4 healthcare issues the government must tackle

Consumers continue to take on a greater role in paying for healthcare services through copayments, deductibles and premiums and help fund the U.S. healthcare system through federal income taxes. As the healthcare industry moves away from fee-for-service to value-based care, healthcare expert Paul Keckley, Ph.D., says the federal government will have the address four high-stakes issues in response to rising costs.

The United States outflanks several other developed countries in health expenditures as percentage of gross domestic product (GDP), with 17.7 percent, far ahead of the runner-up, France, with 11.6 percent, writes Keckley, managing director at the Navigant Center for Healthcare Research and Policy Analysis, in Pulse Weekly. His column examines the role the federal government plays in healthcare and suggests lawmakers tackle: 

Structure: To integrate systems of care in such a way that they can bear clinical and financial risk, the government must move beyond the idea of healthcare oversight as a local or state issue. "The federal government must weigh in on healthcare's version of 'too big to fail' while recognizing that much of what's done today is 'too small to scale,'" Keckley writes.

Incentives: To ensure a smooth transition from volume-based care to a value-based model, Keckley writes, healthcare needs policies that provide incentives for innovation in diagnosis, delivery and outcomes, and link delivery to results and processes over scope of practice.

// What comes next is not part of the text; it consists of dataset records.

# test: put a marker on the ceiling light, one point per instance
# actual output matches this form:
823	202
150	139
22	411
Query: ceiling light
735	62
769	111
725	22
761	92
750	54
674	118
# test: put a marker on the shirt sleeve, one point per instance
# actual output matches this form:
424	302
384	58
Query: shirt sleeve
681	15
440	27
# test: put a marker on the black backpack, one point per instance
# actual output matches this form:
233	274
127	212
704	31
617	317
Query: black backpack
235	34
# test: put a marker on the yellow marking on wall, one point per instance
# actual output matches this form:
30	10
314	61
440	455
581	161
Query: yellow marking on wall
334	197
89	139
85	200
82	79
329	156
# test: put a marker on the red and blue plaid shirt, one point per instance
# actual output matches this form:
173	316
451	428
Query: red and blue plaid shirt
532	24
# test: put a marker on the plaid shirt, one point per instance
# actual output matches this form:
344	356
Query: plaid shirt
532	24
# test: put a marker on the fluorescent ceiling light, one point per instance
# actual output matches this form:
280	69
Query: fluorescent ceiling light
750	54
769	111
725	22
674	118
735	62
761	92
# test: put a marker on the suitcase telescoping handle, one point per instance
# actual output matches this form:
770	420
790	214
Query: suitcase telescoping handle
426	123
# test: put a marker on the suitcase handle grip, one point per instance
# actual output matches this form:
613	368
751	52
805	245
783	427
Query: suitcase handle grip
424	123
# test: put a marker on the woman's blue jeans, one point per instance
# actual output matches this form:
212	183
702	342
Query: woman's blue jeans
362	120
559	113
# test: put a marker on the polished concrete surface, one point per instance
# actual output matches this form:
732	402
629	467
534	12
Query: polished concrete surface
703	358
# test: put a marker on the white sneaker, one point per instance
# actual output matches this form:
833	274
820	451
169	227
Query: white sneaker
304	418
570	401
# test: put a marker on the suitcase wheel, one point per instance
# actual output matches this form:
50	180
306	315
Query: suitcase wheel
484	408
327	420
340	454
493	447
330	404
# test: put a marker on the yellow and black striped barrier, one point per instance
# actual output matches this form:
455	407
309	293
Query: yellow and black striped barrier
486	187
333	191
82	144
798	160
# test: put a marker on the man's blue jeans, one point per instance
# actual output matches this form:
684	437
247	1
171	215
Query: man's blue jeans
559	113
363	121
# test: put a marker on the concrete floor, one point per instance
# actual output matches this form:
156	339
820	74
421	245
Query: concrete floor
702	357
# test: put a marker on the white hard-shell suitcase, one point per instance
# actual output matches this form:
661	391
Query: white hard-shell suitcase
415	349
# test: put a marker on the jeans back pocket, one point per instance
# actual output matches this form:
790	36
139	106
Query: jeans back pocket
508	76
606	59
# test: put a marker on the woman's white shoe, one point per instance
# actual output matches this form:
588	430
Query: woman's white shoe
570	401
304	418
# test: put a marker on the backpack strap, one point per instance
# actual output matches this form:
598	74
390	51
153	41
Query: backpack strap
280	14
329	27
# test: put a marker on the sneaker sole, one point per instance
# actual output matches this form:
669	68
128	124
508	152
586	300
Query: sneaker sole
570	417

Employers: The long-term desirability of the employer-based insurance system remains a matter of some controversy, Keckley writes, and either way federal policy has a major role to play, especially as Affordable Care Act penalties for not providing employee coverage kick in.

Consumers: As healthcare remains manufacturer-controlled, costs are buried in non-transparent pricing, and hospital staff often does not tell patients the price of procedures, nor are desirable outcomes always clearly defined or readily available. These features, Keckley writes, indicate the industry might be better served by a one-size-fits-all central government model or a retail market.